Today’s kid should be labeled: Generation DEBT!
Both of my sons graduated from college with ZERO debt... thanks to a little scholarship money and a LOT of sacrificing from their mother and I. We’re PROUD that we were able to do it.
Now, however.... as they are working and going about the business of trying to find wives, they keep running into roadblocks. They meet a cute girl, buy her a few drinks, and then ask, “How much student debt do you have?” (Boy! Have the questions changed since I was young!)
The answers, are amazing.... very often, $30- 50k. Many of these, girls now working in retail. My oldest son USED to say he wouldn’t consider dating ANY girl with debt. Now? He’s raised his limit to $10k. I think, we’ll be LUCKY to find one with less than $20k.

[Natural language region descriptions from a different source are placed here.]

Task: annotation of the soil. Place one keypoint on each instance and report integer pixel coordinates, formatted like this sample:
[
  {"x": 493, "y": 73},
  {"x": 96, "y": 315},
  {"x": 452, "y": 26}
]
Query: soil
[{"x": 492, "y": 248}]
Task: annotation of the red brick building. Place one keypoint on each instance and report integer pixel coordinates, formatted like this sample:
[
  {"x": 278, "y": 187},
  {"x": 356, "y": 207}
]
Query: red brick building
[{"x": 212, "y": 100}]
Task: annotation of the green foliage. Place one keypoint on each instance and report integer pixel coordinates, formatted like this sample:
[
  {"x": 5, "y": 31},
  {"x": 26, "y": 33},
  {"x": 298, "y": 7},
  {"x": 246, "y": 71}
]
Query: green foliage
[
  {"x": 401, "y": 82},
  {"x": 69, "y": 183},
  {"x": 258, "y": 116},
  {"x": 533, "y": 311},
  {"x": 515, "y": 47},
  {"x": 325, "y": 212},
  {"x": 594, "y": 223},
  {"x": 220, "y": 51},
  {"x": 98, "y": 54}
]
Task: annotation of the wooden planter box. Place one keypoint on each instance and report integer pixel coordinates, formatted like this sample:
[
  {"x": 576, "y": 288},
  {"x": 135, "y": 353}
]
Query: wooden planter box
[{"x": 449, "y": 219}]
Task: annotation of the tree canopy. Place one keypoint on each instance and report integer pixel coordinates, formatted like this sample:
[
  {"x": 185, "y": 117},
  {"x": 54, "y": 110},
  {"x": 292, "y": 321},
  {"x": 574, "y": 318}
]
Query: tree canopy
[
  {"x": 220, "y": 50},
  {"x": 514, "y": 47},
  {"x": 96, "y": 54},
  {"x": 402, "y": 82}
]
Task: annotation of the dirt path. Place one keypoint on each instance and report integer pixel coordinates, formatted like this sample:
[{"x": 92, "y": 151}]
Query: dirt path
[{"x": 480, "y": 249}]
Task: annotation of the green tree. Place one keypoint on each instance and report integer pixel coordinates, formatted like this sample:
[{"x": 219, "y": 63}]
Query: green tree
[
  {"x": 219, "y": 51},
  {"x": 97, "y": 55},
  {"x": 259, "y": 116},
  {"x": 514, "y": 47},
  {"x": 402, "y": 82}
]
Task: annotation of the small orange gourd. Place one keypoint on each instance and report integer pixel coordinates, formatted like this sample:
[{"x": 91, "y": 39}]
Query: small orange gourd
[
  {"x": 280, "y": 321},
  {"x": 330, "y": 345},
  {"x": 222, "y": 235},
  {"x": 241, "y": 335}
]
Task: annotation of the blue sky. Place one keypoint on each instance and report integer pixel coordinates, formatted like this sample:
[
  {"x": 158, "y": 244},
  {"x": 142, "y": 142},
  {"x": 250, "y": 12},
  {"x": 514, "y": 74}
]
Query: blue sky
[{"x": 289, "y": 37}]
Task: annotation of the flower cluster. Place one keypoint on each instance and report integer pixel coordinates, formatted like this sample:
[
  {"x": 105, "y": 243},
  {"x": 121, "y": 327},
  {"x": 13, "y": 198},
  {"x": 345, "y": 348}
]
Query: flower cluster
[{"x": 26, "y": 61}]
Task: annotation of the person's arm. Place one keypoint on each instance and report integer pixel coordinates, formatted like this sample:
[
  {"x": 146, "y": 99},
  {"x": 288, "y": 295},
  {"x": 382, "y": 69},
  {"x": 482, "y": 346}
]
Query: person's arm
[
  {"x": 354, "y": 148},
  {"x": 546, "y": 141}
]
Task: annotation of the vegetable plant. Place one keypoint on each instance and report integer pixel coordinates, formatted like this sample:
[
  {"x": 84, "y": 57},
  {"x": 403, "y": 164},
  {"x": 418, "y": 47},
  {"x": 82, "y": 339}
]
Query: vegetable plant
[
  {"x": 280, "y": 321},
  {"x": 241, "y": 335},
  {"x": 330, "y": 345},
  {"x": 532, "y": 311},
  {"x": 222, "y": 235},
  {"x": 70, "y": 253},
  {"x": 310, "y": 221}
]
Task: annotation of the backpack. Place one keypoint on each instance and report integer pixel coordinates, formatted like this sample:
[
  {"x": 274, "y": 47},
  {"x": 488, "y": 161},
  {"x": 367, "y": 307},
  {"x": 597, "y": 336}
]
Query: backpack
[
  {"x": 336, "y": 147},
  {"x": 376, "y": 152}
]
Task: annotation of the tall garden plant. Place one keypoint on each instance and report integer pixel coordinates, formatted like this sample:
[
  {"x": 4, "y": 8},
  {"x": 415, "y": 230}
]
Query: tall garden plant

All our hard work, to get them started in life without a mountain of debt, will be undone when the right pheremones hit their mid-20 brains. :-(
I know several electricians and plumbers that earn very good money, set their own hours, and will probably never run out of work. Just sayin’.
Maybe he needs to date some Hillsdale girls, or nurses. Real-estate babes.
I can tell you that the museum in Dumas, TX, is a wonderful place to be for a museum major. Too bad Dumas pays so little
Just this past week I paid $14 more to a plumber than I did to a doctor who does not take insurance. And the plumber probably spent less time with us than the doctor did!
A community college often claims its associate degree grads earn more than $400,000 in a lifetime beyond that of one with a high school diploma. Don’t know if this is “real” as GA Jimmy once said of the “energy crisis”.
Were you in medical technology; I understand that field has almost disappeared, but I don’t know why.
Also, a college student can save a lot by buying few of the expensive “required” textbooks. Most of the “required” texts are required by the college, not necessarily the instructor’s actual preference. Most college textbooks are little used, as the professors use their own accumulated notes over the years.
I have bad news for you:
The annual costs for a San Jose State incoming freshman will be $24,223 per year. (If he can live for free at his parents, it will only be $16,442.)
I believe the article said 35K in debt post college, not 35K for the whole education.
It likely costs twice the cost ( $16,442) to send a kid to their local collectivist indoctrination center ( Oops! “public school”). And...These K-12 indoctrination progs do live at home.
Government schooling accounting from pre-K through grad school would make an Enron accountant blush!
Today? Yes, as companies want to see the paper, even if it means the idiot know nothing.
Tomorrow, I suspect companies will want to pay less so they must let go that paper.